If you said that you have a new attitude about having fun, LEARN and have no expectation then believe in those words because so far it’s doing well for you. LET GO of your past or you will not be able to build the future that you want! Having some fear in your life is good, it keeps you cautious about the things you decide to do but don’t let it run your life and same things with rejection. Remember NO means “Next Opportunity” so go on and enjoy life.
Love.
April 17, 2017 at 2:46 pm #145541jean115ParticipantApologies for taking such a long time to respond.
I cannot thank either of you enough for your words of wisdom and advice.
@pinchofattitude I was surprised at how much sharing my story has helped. It felt good to put my emotions and thoughts into words and have such kind and inspiring feedback. I am reminding myself daily that I do deserve happiness and that no matter what happens, I’ll be ok.
@anita The thought of sharing my fears with him made me very nervous. I know you are right. To have a healthy relationship, I need to be comfortable enough to share my fears and insecurities. So, I’m taking baby steps. I am sharing a small story when the time is right and I feel comfortable.
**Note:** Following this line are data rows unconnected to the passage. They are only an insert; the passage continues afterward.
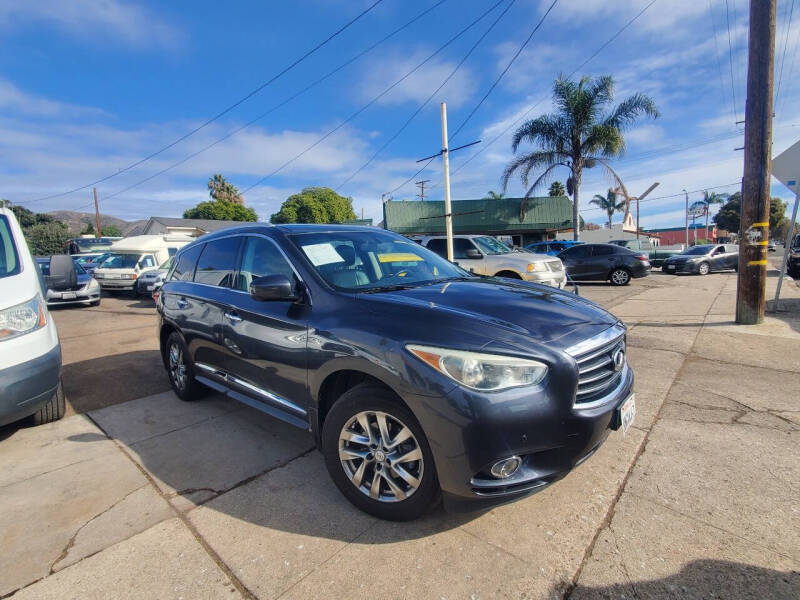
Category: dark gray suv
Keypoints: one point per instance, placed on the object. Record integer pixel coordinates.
(418, 380)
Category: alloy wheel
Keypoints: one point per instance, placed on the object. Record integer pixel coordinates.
(177, 366)
(381, 456)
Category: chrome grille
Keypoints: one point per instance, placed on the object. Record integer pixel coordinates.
(597, 374)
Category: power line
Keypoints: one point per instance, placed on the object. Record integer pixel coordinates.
(224, 111)
(783, 57)
(532, 107)
(430, 97)
(283, 102)
(502, 74)
(376, 98)
(730, 56)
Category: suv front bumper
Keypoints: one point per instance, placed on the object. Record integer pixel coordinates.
(25, 387)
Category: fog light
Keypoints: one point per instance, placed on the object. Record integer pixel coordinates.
(503, 469)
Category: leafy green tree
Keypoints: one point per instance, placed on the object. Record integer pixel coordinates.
(222, 190)
(47, 238)
(580, 135)
(221, 210)
(315, 205)
(609, 204)
(557, 189)
(729, 215)
(111, 230)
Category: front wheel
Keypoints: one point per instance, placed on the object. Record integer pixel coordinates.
(620, 277)
(378, 456)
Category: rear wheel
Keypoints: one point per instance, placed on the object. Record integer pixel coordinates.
(180, 369)
(620, 276)
(53, 409)
(378, 456)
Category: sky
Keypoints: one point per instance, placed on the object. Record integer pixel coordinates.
(89, 88)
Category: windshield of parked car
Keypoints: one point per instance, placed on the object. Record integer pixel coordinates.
(698, 250)
(490, 245)
(9, 260)
(364, 261)
(120, 261)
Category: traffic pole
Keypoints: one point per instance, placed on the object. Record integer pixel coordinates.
(448, 213)
(754, 229)
(96, 213)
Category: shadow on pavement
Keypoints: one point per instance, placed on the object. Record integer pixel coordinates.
(99, 382)
(704, 579)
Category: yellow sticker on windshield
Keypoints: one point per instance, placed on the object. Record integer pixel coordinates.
(399, 257)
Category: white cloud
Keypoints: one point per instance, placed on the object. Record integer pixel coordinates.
(379, 74)
(113, 20)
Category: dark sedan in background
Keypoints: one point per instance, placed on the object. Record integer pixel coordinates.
(703, 259)
(604, 262)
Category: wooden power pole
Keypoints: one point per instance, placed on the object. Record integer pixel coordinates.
(96, 214)
(754, 228)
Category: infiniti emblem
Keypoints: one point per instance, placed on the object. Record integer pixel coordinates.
(619, 358)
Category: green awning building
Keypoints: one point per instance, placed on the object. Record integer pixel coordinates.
(543, 217)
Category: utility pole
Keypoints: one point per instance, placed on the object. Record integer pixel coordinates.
(96, 213)
(687, 216)
(421, 186)
(448, 213)
(754, 229)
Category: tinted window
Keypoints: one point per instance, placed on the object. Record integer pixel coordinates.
(260, 258)
(576, 252)
(184, 268)
(217, 263)
(603, 250)
(9, 261)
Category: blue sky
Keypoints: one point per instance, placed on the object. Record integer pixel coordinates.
(89, 87)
I told him about my father and summed our on and off again relationship with him. He was very attentive and it was easier than I’d expected. I did not get deep into my feelings, just a brief introduction. I also do not want him to be the fixer. So, when I open up more emotionally I will explain that these are things I’m working on and am only asking for understanding. Going this path is a big deal and is taking a lot of introspection. As I said before, I have not let myself be at this much of a risk for getting hurt in the past. And I am still worried that I will trigger that one thing he cannot deal with.
On another note, he is starting to open up more with me and I am sensing that my strong fear of rejection with him might not just come from my past. He is in his 40’s and his past relationships have not lasted more than 4 years. We covered this before but, I didn’t let it sink in. Not until this past weekend. He brought out piles of old photos to share with me and it revealed a string of old girlfriends. My sense is that he might be the guy that likes the newness of relationships but, when things get real…he bails. I’d like to hear your thoughts. Red flag? Or more of my fears looking for something wrong? I thought about asking as he was showing the photos but, I could’t find words that did sound like an interrogation.
Once again, thank you both for taking the time to give advice and encouragement!